Cloud migration, omni-channel usage, greater digitization, increased adoption of voice bots and voice biometrics, along with rapid developments in artificial intelligence (AI) are just a few of the ever growing advancements which are reshaping how organizations like yours are interacting with customers.
The combination of these factors, along with the push for greater automation and self-service, has reduced the reliance on human agents for call handling, resulting in a more seamless and efficient customer experience. However, it has also further highlighted the importance of reliable connections and high-quality audio.
Critically, a breakdown or even a reduced level of audio quality in communication services can have detrimental consequences, impacting not only customer experience, but also your brand reputation and bottom line. All businesses rely on multiple forms of communication to connect with customers, partners and employees – including voice calls. However, if the underlying network is unreliable, it compromises the quality of your interactions.
In this article, we’ll explore how poor audio quality can significantly impact your speech enabled interactive voice response (IVR) and speech bots.
Speech recognition accuracy
At Cyara, we recently conducted a study using the 3 most widely used automatic speech recognition (ASR) engines. We utilized varying degrees of audio quality to analyze the impact that poor speech quality had on the accuracy of the ASR engine.
To ensure the validity of the study, we established several parameters, including the following:
- Audio samples were extracted from calls conducted over standard telephone and mobile networks into a contact center.
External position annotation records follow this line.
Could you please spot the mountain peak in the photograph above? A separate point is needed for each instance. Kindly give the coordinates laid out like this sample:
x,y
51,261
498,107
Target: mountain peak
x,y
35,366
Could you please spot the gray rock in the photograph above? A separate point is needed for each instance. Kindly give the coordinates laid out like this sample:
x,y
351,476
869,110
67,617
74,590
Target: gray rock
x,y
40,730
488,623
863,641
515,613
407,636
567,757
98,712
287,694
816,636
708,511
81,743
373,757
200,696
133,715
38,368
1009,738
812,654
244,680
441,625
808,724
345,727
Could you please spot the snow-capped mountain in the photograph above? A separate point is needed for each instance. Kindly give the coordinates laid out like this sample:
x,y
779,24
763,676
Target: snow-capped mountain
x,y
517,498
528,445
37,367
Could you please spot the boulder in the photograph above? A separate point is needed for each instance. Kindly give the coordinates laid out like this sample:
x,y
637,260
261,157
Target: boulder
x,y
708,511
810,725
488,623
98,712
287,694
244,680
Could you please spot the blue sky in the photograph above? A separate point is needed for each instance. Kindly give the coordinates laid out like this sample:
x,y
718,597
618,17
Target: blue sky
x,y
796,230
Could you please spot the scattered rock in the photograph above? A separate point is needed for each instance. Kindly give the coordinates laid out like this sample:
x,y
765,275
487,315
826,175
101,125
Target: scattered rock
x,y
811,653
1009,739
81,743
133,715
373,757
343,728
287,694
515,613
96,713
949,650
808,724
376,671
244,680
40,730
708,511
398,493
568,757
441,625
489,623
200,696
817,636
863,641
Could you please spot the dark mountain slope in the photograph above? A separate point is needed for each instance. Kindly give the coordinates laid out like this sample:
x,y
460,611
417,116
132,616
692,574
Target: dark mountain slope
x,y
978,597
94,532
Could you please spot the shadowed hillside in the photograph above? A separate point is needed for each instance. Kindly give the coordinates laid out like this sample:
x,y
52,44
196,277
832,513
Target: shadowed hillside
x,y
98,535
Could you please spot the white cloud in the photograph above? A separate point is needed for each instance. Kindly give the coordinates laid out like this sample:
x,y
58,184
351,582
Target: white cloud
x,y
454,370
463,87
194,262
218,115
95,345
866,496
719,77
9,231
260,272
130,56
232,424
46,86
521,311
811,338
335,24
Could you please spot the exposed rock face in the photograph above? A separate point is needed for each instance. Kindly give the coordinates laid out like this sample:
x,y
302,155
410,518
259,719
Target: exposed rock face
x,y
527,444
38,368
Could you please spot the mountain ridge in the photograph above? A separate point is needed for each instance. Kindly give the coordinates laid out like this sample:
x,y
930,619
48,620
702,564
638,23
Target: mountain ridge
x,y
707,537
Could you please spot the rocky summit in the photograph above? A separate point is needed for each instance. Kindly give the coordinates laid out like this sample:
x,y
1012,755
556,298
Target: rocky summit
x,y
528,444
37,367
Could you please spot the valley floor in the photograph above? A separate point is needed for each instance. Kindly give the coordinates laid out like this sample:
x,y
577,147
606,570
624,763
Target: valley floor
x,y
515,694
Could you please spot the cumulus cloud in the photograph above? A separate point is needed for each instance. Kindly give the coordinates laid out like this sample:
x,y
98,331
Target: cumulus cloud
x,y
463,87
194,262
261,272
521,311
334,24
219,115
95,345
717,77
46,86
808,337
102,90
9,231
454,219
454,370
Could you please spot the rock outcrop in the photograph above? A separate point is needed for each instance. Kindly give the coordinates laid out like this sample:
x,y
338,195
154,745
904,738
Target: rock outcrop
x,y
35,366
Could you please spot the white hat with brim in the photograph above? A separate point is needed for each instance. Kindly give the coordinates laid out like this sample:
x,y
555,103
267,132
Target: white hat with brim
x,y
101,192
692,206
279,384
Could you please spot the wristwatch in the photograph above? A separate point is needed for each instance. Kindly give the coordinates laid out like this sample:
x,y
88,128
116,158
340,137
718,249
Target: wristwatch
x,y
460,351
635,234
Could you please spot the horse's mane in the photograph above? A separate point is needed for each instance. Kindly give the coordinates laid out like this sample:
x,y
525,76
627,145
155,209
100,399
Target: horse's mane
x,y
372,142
- We employed the industry-standard Perceptual Evaluation of Speech Quality (PESQ) scoring algorithm, which assesses audio characteristics such as audio sharpness, background noise, audio clipping, and interference, to categorize audio quality bands.
- Our analysis involved a total of 12,000 recordings – with 2,000 recordings in each of the quality bands.
- Speech accuracy was measured using the industry-standard Word Error Rate (WER) method.
The accuracy of the speech recognition for each band is presented in the below table.
Speech quality | Speech recognition accuracy |
Excellent | 87% |
Very good | 83% |
Good | 79% |
Fair | 76% |
Poor | 71% |
Very poor | 59% |
How does this impact you?
While calculating speech recognition using WER may not provide an exact correlation to the impact on your customer calls, the data presented above makes it evident that the likelihood of your customer having a poor calling experience is significantly increased.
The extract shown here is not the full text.